Health Service is now acting only on the minimum recommendations of the FDA. A nurse there said that no one was particularly worried, but women who thought they might be pregnant should have a pregnancy test. If pregnant, they recommend that the Dalkon shield be removed and the pregnancy terminated.
"The doctors here don't think the problem is specific to the Dalkon shield. With any IUD, there is a higher risk of infection and the infection can travel faster," she said. "And it's a septic infection picked up during pregnancy which reportedly caused the deaths."
The Free People's Clinic, which only heard of the company removing the Dalkon shield from the market this week, said they had been informed by the earlier letter from Family Planning that the device was not recommended. Although they do not insert IUDs at the clinic, they can remove them in an urgent situation.
"The Free Clinic has seen more pregnancies from women wearing IUDs than from any other form of birth control." said Michael Castleman.
Planned Parenthood of Ann Arbor is taking the most positive action.
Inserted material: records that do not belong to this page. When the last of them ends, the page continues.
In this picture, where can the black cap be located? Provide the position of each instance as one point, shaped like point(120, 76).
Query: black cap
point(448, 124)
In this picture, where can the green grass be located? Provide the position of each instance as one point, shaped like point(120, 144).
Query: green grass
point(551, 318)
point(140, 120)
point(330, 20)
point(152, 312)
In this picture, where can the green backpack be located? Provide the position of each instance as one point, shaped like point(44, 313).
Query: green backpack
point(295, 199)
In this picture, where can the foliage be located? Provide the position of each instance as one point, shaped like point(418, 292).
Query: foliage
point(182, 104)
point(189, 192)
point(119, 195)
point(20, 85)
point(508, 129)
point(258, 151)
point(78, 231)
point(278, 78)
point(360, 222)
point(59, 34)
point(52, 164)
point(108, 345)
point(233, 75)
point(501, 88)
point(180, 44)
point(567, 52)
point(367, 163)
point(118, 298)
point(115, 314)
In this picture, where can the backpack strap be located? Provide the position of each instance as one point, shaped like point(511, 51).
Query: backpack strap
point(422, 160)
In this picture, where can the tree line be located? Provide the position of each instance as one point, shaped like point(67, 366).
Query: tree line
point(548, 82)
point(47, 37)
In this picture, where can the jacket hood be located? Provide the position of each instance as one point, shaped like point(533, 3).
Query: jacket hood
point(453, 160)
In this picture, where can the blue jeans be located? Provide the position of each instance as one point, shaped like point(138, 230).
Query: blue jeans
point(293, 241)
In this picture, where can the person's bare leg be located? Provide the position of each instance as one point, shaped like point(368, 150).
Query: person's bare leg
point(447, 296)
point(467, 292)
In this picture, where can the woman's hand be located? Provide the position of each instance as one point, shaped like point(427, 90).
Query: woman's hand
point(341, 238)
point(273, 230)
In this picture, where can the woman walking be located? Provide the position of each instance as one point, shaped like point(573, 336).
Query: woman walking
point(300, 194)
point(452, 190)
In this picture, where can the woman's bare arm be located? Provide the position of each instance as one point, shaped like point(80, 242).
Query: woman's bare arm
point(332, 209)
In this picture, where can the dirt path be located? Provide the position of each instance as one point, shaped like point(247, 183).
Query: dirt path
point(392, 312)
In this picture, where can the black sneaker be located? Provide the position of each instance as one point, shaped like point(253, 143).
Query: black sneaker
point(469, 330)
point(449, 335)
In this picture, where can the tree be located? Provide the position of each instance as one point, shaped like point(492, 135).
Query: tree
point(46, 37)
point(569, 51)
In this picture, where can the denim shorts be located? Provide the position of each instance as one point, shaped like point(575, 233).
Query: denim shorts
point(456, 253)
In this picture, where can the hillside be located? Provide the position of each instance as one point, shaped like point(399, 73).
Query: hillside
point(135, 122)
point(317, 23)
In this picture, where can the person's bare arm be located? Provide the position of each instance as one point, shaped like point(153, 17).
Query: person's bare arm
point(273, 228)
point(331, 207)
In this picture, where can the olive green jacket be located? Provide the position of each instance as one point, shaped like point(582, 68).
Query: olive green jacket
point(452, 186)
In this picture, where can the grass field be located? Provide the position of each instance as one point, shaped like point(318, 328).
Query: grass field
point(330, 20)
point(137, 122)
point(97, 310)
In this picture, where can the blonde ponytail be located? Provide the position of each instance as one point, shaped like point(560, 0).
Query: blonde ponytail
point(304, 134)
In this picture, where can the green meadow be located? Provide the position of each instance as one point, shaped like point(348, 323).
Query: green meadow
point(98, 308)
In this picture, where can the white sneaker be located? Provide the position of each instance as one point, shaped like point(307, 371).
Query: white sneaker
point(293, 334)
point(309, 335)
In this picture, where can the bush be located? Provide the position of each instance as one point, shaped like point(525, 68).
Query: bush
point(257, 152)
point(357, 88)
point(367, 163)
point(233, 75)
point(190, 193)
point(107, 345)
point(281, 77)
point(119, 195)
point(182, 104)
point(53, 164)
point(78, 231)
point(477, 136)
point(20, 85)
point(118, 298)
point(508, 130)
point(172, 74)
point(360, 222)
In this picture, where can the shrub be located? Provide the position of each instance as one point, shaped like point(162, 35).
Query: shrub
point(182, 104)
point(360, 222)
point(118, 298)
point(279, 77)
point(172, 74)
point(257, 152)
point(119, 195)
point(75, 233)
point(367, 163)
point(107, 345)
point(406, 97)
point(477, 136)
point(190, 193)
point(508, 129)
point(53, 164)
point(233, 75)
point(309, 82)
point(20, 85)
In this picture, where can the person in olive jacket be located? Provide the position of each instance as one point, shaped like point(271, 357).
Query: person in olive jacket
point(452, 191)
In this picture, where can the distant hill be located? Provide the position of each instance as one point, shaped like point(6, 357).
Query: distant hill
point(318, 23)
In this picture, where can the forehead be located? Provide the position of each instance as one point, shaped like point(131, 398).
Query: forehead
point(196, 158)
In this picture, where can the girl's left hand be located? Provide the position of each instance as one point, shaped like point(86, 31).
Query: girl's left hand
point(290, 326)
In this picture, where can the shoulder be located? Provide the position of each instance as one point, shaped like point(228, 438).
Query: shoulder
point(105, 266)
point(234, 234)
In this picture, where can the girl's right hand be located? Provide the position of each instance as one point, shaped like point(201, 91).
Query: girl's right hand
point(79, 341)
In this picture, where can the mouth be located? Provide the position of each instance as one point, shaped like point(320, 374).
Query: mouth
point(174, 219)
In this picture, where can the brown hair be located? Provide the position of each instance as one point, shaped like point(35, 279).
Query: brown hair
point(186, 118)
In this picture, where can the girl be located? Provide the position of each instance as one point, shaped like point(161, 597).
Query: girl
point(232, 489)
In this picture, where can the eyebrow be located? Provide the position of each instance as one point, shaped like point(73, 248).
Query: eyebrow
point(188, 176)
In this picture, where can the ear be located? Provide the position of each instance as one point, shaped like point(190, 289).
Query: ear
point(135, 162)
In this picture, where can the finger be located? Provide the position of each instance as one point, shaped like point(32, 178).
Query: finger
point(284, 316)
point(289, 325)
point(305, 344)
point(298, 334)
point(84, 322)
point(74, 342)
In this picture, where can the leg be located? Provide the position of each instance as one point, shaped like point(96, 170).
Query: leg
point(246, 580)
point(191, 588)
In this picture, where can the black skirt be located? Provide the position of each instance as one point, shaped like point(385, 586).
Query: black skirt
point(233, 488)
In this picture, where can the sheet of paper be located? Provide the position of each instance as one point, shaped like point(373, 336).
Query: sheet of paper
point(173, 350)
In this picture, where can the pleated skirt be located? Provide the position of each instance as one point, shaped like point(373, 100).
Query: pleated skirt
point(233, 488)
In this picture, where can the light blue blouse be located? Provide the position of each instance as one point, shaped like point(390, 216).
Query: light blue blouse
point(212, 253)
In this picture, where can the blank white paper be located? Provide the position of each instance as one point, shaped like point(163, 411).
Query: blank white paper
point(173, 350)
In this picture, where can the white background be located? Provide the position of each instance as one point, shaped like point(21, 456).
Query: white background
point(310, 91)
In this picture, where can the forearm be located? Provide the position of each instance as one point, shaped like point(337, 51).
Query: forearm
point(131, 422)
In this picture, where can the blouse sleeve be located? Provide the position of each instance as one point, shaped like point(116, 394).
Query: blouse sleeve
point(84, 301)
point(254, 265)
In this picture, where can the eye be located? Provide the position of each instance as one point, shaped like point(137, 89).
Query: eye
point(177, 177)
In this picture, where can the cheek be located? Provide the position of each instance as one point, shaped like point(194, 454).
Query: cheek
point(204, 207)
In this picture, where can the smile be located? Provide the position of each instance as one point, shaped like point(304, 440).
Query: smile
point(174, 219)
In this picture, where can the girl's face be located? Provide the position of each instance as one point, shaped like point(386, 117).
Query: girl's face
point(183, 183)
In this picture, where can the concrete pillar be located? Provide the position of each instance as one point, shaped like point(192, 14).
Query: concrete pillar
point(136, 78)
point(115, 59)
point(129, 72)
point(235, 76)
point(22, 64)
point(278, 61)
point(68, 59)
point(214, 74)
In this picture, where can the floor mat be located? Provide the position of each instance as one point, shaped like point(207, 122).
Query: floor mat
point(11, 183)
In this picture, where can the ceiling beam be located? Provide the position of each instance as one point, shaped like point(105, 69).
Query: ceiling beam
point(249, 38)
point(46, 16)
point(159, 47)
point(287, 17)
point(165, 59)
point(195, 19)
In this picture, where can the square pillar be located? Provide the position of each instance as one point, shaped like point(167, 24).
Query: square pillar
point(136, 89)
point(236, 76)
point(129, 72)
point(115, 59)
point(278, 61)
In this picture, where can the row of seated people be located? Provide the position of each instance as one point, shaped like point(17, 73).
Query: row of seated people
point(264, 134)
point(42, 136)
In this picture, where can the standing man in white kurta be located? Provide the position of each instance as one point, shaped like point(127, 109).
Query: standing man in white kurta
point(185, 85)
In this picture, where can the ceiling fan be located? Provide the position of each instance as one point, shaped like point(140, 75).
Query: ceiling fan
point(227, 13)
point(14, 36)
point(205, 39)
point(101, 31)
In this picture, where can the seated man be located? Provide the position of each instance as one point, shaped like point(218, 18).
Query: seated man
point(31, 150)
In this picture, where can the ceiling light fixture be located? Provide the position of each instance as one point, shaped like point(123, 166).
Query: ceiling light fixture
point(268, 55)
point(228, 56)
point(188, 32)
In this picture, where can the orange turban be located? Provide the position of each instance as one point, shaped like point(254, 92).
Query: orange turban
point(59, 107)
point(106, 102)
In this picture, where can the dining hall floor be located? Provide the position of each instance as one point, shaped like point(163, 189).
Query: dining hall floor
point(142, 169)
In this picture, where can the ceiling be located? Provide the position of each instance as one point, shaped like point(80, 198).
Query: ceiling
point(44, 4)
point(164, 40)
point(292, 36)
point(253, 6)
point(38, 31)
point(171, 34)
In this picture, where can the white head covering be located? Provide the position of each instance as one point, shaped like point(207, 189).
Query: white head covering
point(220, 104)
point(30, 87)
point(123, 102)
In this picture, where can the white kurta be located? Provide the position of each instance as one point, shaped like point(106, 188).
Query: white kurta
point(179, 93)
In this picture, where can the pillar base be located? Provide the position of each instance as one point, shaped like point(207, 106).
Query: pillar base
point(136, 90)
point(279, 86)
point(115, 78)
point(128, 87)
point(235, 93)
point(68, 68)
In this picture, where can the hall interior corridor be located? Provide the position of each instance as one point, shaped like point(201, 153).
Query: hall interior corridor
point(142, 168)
According to Connie Stewart, Planned Parenthood will be sending out letters to each individual woman who had a Dalkon shield inserted through the Arm Arbor clinic.
"Although the deaths are a fairly rare occurrence," she said, "we are suggesting that women who have the Dalkon shield contact us for information." Planned Parenthood will be telling women who think they are pregnant to be tested immediately, and if so, have the shield removed.
But even more drastic, they are planning to recommend that women have it removed at their next annual exam, even if they have previously had no problems.
Planned Parenthood had recommended when women got the Dalkon shield, that it be replaced every two years, and that the woman have a check-up each year. Stewart explained that the Planned Parenthood organization had stopped using the shield about six months before the reports, in favor of another type of IUD.
As yet, most women now using the Dalkon shield are unaware of its problems. Even fewer are aware that it has actually been removed from the market. Coverage on the problems, and the report made to the FDA on July 5 about the shield have received only limited coverage in the media. As yet, only Planned Parenthood is taking any action to let women know so they can make up their own minds about whether to keep the device or try something else.
After the hearing August 21, it may be more clear whether women should have the shield removed immediately. In the meantime, each woman must make her own decision. But what kind of decision is it to risk your life with some other birth control method which in the end may prove just as dangerous?